Keras: pip install keras (1.0.3)
Theano: pip install theano (0.8.0.dev0)

Components

This repository contains the following components:

json-csv.pyThis is the script for data preprocessing, it converts the yelp_academic_dataset_review.json file to a csv file (named as review.csv).
Word2VecUtility.pyIt's borrowed from Kaggle's word2vec tutorial. It segments a sentence into a word list or a sentence list.
word2vec_model.ipynbIt trains a word2vec model on the review data. Each word is represented by a 300 dimensional vector. The trained model is named as 300features_40minwords_10context.
train_with_word2vec_embedding.ipynbThis file trains a 1D CNN for sentiment classification using word2vec embedding. (the embedded dataset has a shape of (N, 50, 300), see Details section). Unfortunately, my machine was unable to finish the training stage due to memory issues. So I turn to use Keras' built-in embedding layer instead.
train_keras_embedding.ipynbIt trains a model similar to the previous one. The only difference is the embedding layer. The architecture of this model is : Embedding layer - Dropout - Convolution1D - MaxPooling1D - Full Connected layer - Dropout - Relu activation - Sigmoid (with binary cross entropy loss). It was trained on 319880 samples and validated on 79970 samples (train acc: 0.7791 and val_acc: 0.7761 after 2 epoch training).
train_multi_class.ipynbIt trains a multi-label classification model with the same architecture on the same subset. It achieved ~40% validation accuracy after 1 epoch training.

Details

To train CNN models on textual data, we need to represent the dataset in 2-d matrices (just like traning CNN models on images). There are many ways to achieve this purpose. In this task, I tried two apporaches: (i) using the word2vec embedding and (ii) using keras' built-in embedding layer.

Word2vec embedding

With a word2vec model, we can transform each review into a fixed length of words with each word represented by its word vector using strategies such as truncating and padding.

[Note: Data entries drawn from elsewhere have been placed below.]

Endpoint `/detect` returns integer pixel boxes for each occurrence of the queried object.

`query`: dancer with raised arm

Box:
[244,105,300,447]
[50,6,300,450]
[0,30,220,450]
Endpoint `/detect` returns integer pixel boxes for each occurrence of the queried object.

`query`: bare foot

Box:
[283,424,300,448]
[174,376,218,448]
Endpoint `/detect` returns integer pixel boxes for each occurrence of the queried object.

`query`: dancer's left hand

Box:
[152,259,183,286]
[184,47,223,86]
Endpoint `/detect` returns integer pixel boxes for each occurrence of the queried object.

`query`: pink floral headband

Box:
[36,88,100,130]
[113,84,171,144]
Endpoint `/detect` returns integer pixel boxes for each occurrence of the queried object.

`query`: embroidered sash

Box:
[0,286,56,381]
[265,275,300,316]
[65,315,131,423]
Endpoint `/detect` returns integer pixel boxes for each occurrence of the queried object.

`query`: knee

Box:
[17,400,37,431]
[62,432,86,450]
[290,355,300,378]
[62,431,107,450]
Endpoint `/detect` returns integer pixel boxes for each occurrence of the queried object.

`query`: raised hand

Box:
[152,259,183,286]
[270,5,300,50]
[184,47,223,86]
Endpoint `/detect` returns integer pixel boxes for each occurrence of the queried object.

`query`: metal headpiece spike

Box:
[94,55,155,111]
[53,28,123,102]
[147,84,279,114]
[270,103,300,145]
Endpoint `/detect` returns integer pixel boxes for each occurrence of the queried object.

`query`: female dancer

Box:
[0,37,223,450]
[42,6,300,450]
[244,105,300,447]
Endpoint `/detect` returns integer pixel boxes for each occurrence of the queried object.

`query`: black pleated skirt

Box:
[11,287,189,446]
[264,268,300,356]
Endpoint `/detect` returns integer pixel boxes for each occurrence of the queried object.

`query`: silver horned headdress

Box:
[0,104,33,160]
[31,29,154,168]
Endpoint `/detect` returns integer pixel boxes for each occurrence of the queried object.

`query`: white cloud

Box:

e.g. We can set max_length = 50 (max number of words for each review) and the word2vec vocabulary size as 5000. The indices of words in word2vec model are all increased by 3 because 0, 1, 2 are reserved for special purposes. Specifically, reviews with less than 50 word are padded with 0 at the beginning, and longer reviews are truncated to only keep the first 50 words. We let all reviews begin with index 1 and all words outside of the vocabulary be replaced by index 2. Next, for each review, we can map its words to their corresponding word vectors. In the end, each review is represented as a (50, 300) matrix.

Keras embedding layer

This is similar to the previous case where we use word2vec to represent a review as a matrix. One can just consider Keras embedding layer as an end-to-end trained word embedding (it's the first layer in the respective model architecture).

Replication

To replication my results, please download the dataset and run json-csv.py and word2vec_model.py to sample the exact 399850 reviews that I used in this task. Run train_keras_embedding.py to train a CNN model using keras embedding layer. You can also run train_with_word2vec_embedding.py if you want to use word2vec embedding (You need to train a word2vec model beforehand). Make sure you get the sampled dataset before you train the model, or you are free to experiment on all 5 million reviews :)

If you would like to predict the 5-category star for each review, see my experiments in train_multi_class.ipynb.